I didn’t get a response from the NJ Diocese, so I sent a request for one a short time later. In total, I wrote three additional follow-up letters until I got the response I listed above.
Heresy was once punishable by death, including burning at the stake. The last person burned alive for heresy on orders from Rome was Giordano Bruno in 1600. The last execution for heresy was in 1826 when Cayetano Ripoll was executed as part of the Spanish Inquisition. Perhaps the most famous heretic was Galileo Galilei, the father of modern science, who was condemned as a heretic for the outrageous crime of believing that the earth revolved around the sun. He was found guilty of being vehemently suspect of heresy and sentenced to house arrest for the rest of his life. It took the Catholic Church until 1992 to apologize to Galileo.
Apostasy, which is the complete repudiation of one’s religion, is still punishable by death in some countries. Fortunately, the United States isn’t one of those, so I’ll wear my apostate title with pride and honor.
The Holy Trinity Church, where I received First Communion and Confirmation, called to let me know that they did not have my baptismal records. My baptism was performed in another church and I’d need to contact them to ensure I was removed from the record books.

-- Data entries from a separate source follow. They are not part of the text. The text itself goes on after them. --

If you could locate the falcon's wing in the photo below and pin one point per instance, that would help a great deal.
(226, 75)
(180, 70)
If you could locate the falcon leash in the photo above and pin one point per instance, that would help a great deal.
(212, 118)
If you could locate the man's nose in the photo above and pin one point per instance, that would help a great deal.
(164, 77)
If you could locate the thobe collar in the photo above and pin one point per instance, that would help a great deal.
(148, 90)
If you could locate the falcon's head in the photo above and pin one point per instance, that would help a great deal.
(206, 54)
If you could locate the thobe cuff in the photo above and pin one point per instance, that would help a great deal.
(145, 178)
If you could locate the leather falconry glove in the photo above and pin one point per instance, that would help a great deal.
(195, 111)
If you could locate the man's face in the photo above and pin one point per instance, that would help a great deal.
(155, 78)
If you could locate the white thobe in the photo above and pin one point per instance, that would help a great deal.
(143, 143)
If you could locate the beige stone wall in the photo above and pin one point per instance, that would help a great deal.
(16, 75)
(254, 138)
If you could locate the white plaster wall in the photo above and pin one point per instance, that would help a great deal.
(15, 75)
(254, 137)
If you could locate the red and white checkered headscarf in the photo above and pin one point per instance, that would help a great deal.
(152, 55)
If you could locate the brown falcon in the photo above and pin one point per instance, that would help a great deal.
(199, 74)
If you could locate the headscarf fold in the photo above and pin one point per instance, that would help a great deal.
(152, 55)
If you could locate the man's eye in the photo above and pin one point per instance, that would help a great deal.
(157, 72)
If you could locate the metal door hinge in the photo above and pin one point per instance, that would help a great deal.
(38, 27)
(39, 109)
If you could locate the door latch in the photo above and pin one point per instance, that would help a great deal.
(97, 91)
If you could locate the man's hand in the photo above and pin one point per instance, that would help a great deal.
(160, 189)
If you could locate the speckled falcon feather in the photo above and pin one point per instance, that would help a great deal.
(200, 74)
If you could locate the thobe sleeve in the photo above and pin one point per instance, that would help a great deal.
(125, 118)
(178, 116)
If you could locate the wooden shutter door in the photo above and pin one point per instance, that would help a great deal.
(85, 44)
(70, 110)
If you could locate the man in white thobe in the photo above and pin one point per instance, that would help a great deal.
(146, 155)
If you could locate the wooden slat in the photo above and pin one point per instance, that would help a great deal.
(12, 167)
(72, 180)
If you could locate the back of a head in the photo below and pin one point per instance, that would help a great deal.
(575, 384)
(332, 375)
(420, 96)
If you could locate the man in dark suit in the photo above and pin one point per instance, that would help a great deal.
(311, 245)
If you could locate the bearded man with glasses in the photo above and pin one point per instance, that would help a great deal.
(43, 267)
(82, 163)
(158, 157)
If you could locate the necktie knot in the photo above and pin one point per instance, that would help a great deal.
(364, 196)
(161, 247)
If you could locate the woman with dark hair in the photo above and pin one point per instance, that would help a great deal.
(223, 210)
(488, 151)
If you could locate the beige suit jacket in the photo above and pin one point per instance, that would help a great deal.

I called my mother who provided the name of the church, the date of my baptism and the name of the priest who performed it, all from memory. I was impressed. I thought she would be upset about my apostasy, but she knows I left the church long ago and she supports me. My mother may be a Catholic, but she’s an apostate herself. Her beliefs fall into the pantheistic category, though she isn’t familiar with the term.
I contacted the Church of Notre Dame in New York who responded very quickly. Upon providing them my original letter of apostasy (the one I included above) and the response from the Church, the priest advised he would correct the records and send me an updated Baptismal Certificate. I had a good feeling that the Father would expedite the transaction because he was emailing me from his iPad.
Within a few short days, I received my Baptismal Certificate with the Notation that I Renounced the Faith by formal act.
I thought I’d feel more elated, but I suppose it’s a mere formality. I renounced the faith a very long time ago.